On top of that, third-party monitoring is very expensive. The International Labour Organisation puts the cost at $1500 to $3000 per audit, and many factories are audited five or six times in one month, though the frequency varies greatly.
Underage employees are often weeded out by auditors simply walking around attempting to spot young-looking workers most often girls are thumbing through employee records. I interviewed dozens of workers in the course of writing a book about the global manufacturing industry, and every one told me that she would help hide underage co-workers if need be, because the families of these girls must be in dire straits to send their daughters to work.

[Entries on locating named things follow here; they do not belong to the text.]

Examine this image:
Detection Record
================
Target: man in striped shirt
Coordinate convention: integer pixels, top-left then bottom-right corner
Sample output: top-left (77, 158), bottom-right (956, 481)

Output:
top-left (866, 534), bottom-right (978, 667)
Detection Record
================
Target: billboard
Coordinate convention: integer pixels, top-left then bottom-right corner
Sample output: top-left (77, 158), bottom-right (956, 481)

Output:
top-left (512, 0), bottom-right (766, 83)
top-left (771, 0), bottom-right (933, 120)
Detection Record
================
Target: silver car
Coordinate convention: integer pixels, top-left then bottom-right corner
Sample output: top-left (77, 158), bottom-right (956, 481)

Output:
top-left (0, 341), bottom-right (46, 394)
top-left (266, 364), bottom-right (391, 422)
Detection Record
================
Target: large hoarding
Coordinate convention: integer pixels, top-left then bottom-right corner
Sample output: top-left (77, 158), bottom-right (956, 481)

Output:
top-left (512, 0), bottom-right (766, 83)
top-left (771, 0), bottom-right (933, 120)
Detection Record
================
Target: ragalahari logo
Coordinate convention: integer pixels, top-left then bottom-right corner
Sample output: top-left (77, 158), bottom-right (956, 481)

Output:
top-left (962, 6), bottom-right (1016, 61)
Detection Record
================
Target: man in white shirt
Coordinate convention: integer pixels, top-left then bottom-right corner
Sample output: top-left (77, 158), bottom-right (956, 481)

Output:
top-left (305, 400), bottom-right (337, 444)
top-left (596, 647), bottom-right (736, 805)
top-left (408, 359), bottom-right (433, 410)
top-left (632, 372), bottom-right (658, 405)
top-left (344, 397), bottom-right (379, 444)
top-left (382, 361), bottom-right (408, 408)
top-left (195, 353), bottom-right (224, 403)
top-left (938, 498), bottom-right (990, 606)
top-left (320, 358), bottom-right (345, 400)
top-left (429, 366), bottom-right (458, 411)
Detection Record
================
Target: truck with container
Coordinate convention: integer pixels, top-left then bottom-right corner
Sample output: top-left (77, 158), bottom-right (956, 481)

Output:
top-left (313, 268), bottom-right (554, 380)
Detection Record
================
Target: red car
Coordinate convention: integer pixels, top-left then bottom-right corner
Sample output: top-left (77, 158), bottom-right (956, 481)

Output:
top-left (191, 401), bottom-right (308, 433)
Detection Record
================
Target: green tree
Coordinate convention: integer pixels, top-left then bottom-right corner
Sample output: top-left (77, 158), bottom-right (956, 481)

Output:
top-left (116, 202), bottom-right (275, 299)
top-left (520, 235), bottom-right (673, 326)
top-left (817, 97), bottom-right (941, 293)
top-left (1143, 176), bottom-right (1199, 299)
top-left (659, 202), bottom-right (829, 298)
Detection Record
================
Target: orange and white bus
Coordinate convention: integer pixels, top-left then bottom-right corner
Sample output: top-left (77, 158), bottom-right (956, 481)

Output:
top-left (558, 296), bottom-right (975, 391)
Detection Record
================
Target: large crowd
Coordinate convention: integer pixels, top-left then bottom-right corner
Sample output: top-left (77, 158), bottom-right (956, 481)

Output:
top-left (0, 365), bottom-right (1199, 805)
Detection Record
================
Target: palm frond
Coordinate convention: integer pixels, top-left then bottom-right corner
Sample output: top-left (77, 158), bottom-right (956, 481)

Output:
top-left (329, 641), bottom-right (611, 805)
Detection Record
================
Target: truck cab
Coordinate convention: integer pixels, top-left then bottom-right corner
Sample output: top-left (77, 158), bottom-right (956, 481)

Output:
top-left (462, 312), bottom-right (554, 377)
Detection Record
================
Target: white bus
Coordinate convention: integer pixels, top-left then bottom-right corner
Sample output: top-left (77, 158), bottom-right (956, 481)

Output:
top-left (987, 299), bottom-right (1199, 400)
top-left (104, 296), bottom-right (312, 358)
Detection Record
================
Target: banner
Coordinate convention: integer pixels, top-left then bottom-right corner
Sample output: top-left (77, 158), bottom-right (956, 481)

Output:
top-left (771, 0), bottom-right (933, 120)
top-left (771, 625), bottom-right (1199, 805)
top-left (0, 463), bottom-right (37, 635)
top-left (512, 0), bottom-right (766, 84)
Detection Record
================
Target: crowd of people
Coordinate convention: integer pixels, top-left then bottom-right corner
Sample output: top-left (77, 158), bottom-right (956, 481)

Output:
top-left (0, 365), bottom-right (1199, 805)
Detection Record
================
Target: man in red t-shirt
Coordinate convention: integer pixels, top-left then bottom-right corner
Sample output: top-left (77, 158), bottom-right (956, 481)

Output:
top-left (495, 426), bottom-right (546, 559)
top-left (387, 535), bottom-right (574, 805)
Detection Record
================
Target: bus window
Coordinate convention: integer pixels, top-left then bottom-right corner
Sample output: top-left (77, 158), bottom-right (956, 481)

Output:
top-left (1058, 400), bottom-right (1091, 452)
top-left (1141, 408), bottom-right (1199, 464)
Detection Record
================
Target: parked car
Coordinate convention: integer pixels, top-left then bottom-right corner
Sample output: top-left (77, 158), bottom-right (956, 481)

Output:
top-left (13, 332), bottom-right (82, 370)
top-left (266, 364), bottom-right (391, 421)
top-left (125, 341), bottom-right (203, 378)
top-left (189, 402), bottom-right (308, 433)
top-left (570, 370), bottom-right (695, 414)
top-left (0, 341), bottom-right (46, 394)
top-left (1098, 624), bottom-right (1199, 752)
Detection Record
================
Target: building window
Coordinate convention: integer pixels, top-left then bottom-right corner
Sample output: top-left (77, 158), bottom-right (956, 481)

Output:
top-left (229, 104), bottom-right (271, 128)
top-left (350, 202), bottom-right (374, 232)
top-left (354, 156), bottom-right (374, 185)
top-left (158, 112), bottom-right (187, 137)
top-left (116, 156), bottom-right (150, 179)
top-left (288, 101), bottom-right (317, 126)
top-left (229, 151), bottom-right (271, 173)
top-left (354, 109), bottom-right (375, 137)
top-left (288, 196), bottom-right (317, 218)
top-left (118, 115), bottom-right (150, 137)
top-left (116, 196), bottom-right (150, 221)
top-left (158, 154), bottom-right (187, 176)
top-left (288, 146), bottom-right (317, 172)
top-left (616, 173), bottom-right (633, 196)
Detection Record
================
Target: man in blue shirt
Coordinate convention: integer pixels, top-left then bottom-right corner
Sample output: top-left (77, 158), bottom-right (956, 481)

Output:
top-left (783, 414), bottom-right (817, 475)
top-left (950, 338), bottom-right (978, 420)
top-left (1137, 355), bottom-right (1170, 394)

There is, though, a better way. Cambodia has proved it. In the late 1990s, the country negotiated a deal with the Clinton administration that linked good factory conditions to increased access to the US market. Cambodia brought in the International Labour Organisation to oversee factory monitoring and create unions, among other things, and in less than a decade, garments became the country's primary export more than 95 percent of all goods exported, in fact. Eventually, the ILO turned over administration of the programme to local authorities. And while there were factories that fell out of compliance, and mistakes were made, by and large it was a successful experiment.
Today, federal law guarantees the garment workers of Cambodia breast-feeding breaks, 43 paid vacation days annually, medical clinics on site and 90-day paid maternity leave, among other things. The programme, called Better Factories Cambodia, has become a model for many other countries.
That programme, now called Better Work, is used in Haiti, Lesotho, Jordan, Nicaragua, Indonesia and Vietnam. It costs $7 million to $10 million over the course of five years to establish the programme though in a country the size of China, it would be much more. While it might sound like a lot of money, it is far more economical than the ad hoc system of third-party monitoring.
Apple, admittedly, is in a tight spot. China does not allow formal labour unions, and labour laws are generally set by prefecture rather than at the federal level. Allowable overtime, for example, might differ from one area to another. To get around this, one factory I visited in China had created its own worker-led union to advocate for workers with management.
The reality is that Apple has the influence, economically and otherwise, to flex a little muscle. The company has long been visionary when it comes to technology that enhances the lives of privileged Westerners. Now let's see if it can take on the challenge of improving the lives of its overseas workers.